Su questo tema hanno indagato moltissimo autori che hanno guardato alla violenza anche fuori dai suoi confini storici, come Benjamin, Adorno, Orwell, per citarne solo alcuni, che hanno declinato lo stesso concetto di dispotismo – potere, dominio, ecc. – anche, e forse soprattutto, al di fuori dei confini delle forme storiche del totalitarismo, guardando a come la violenza – e la guerra, per esempio nel breve saggio Povertà ed esperienza di Benjamin – non è che l’inizio di una «miseria», di una «impossibilità di fare esperienze in maniera diretta» per dirla con Adorno, che caratterizza la modernità tutta. Come a dire, il mutismo – in Benjamin è il mutismo degli uomini che tornano dal fronte, che anticipa un’incomunicabilità di altro tipo – non è l’unica forma che assume l’impossibilità di parlare. La stessa lingua, la nostra maniera di parlare, la «comunicazione», può essere ciò che, se usata in una maniera impoverita, svuotata, dunque efficiente, di fatto impedisce di fare esperienza – di produrre esperienza. Adorno parlerà di una ideologia del fare, di una «volontà of doing things», e di una «efficiency», completamente «indifferente al contenuto di tale operare» malata di «realismo», che caratterizza la violenza sia fascista che quella meno appariscente dell’America del dopo guerra. Slogan, frasi fatte, parole composte e luoghi comuni (già Adorno diceva di Heidegger che non si consegue alcuna conoscenza separando il prefisso da un verbo e riunendoli poi con un trattino, e una stessa operazione avrebbe fatto Orwell con le parole composte in inglese) servono a che nulla venga detto, a che il sentire sia impedito, e dunque a che non si produca nulla di diverso da quello che c’è già – il “così è”.
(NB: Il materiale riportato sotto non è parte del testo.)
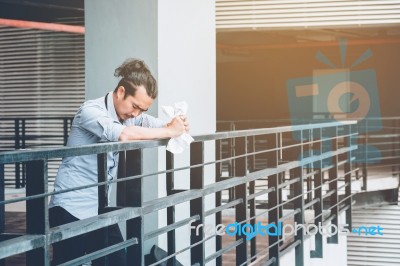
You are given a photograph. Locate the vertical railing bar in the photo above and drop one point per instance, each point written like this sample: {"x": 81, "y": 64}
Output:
{"x": 17, "y": 147}
{"x": 364, "y": 164}
{"x": 273, "y": 197}
{"x": 23, "y": 146}
{"x": 102, "y": 177}
{"x": 333, "y": 186}
{"x": 170, "y": 210}
{"x": 252, "y": 202}
{"x": 241, "y": 193}
{"x": 102, "y": 194}
{"x": 318, "y": 207}
{"x": 37, "y": 215}
{"x": 134, "y": 198}
{"x": 2, "y": 206}
{"x": 218, "y": 201}
{"x": 65, "y": 131}
{"x": 347, "y": 177}
{"x": 197, "y": 205}
{"x": 298, "y": 189}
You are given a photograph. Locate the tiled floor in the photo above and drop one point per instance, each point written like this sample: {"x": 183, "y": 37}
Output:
{"x": 15, "y": 223}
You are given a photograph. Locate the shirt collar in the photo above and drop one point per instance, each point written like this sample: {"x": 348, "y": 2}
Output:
{"x": 111, "y": 107}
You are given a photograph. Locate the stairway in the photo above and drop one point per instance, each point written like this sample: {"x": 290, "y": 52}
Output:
{"x": 379, "y": 250}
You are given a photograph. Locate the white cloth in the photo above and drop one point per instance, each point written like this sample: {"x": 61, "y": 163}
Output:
{"x": 178, "y": 144}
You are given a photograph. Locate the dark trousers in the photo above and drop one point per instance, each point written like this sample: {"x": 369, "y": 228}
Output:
{"x": 78, "y": 246}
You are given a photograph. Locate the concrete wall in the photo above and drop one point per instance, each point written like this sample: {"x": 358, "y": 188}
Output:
{"x": 187, "y": 62}
{"x": 333, "y": 254}
{"x": 254, "y": 86}
{"x": 176, "y": 38}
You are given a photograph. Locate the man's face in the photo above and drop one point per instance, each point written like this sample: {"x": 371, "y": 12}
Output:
{"x": 131, "y": 106}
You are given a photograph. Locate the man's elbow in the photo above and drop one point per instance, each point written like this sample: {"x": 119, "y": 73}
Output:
{"x": 123, "y": 137}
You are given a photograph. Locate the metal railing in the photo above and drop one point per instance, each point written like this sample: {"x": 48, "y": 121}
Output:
{"x": 319, "y": 180}
{"x": 31, "y": 133}
{"x": 378, "y": 155}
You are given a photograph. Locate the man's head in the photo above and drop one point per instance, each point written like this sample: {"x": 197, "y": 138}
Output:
{"x": 135, "y": 91}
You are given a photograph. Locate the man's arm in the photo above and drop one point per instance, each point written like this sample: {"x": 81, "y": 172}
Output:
{"x": 175, "y": 128}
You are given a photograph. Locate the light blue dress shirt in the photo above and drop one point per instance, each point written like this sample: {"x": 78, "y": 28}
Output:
{"x": 93, "y": 123}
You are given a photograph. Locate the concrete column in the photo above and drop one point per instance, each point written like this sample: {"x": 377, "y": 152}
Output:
{"x": 176, "y": 38}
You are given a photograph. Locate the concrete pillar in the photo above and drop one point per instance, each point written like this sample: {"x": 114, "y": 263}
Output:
{"x": 176, "y": 38}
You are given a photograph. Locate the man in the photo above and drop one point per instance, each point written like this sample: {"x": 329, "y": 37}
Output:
{"x": 118, "y": 116}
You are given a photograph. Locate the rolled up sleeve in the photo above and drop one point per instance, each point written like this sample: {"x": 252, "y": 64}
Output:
{"x": 97, "y": 121}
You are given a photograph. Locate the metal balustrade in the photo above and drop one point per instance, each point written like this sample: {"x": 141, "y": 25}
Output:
{"x": 317, "y": 179}
{"x": 32, "y": 133}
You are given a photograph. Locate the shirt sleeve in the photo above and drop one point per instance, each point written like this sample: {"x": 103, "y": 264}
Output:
{"x": 96, "y": 120}
{"x": 150, "y": 121}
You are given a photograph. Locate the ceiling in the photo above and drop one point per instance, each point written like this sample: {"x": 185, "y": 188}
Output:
{"x": 66, "y": 11}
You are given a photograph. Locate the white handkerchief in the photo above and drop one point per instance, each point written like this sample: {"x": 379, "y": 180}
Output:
{"x": 178, "y": 144}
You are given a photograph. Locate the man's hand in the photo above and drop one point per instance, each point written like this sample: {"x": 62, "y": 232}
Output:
{"x": 178, "y": 126}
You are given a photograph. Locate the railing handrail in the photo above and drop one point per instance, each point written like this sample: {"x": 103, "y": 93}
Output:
{"x": 47, "y": 153}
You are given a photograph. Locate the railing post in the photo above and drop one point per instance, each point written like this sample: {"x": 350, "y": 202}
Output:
{"x": 218, "y": 195}
{"x": 65, "y": 131}
{"x": 318, "y": 207}
{"x": 2, "y": 207}
{"x": 134, "y": 197}
{"x": 273, "y": 197}
{"x": 347, "y": 177}
{"x": 197, "y": 205}
{"x": 102, "y": 177}
{"x": 252, "y": 202}
{"x": 37, "y": 216}
{"x": 333, "y": 186}
{"x": 170, "y": 210}
{"x": 23, "y": 146}
{"x": 298, "y": 203}
{"x": 241, "y": 193}
{"x": 17, "y": 146}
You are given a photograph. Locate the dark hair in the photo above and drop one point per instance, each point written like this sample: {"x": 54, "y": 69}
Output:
{"x": 133, "y": 73}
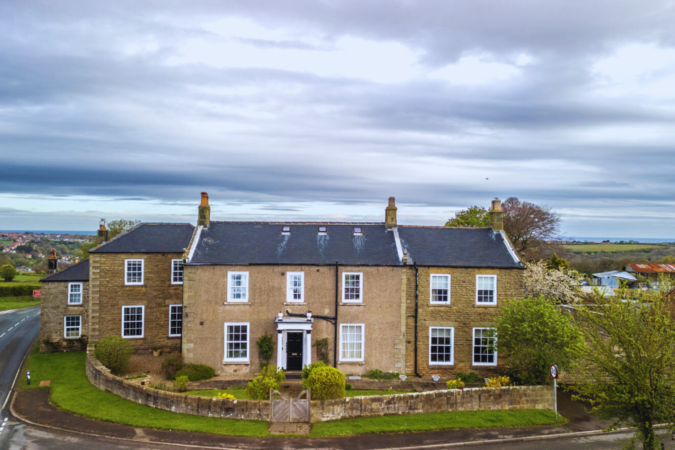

Questo aspetto, che nel libro sta come traccia sotterranea, onnipresente, pervasiva, innominabile e allo stesso tempo ovvia, è ciò che rende la narrazione claustrofobica e ossessiva, schiacciata, ma è anche ciò che dà alla voce narrante la sua urgenza, il suo ritmo, la sua insistenza e la sua forza. È ciò che rende la violenza qualcosa di vivo e allo stesso tempo reversibile – è una voce che impara, camminando, a inceppare la ripetizione della città, il suo ordine sordo e la sua disposizione cieca, a partire da poche ma efficaci descrizioni, sfidando, per esempio, il codice che regola i colori e i «guardiani del vocabolario». A partire da una lingua che non è quella ufficiale, del posto, “nazionale”, ma da una lingua straniera, quella di un’insegnante che promette: «cambiate una cosa, miei cari allievi, basta una sola cosa e vi assicuro che anche tutto il resto cambierà».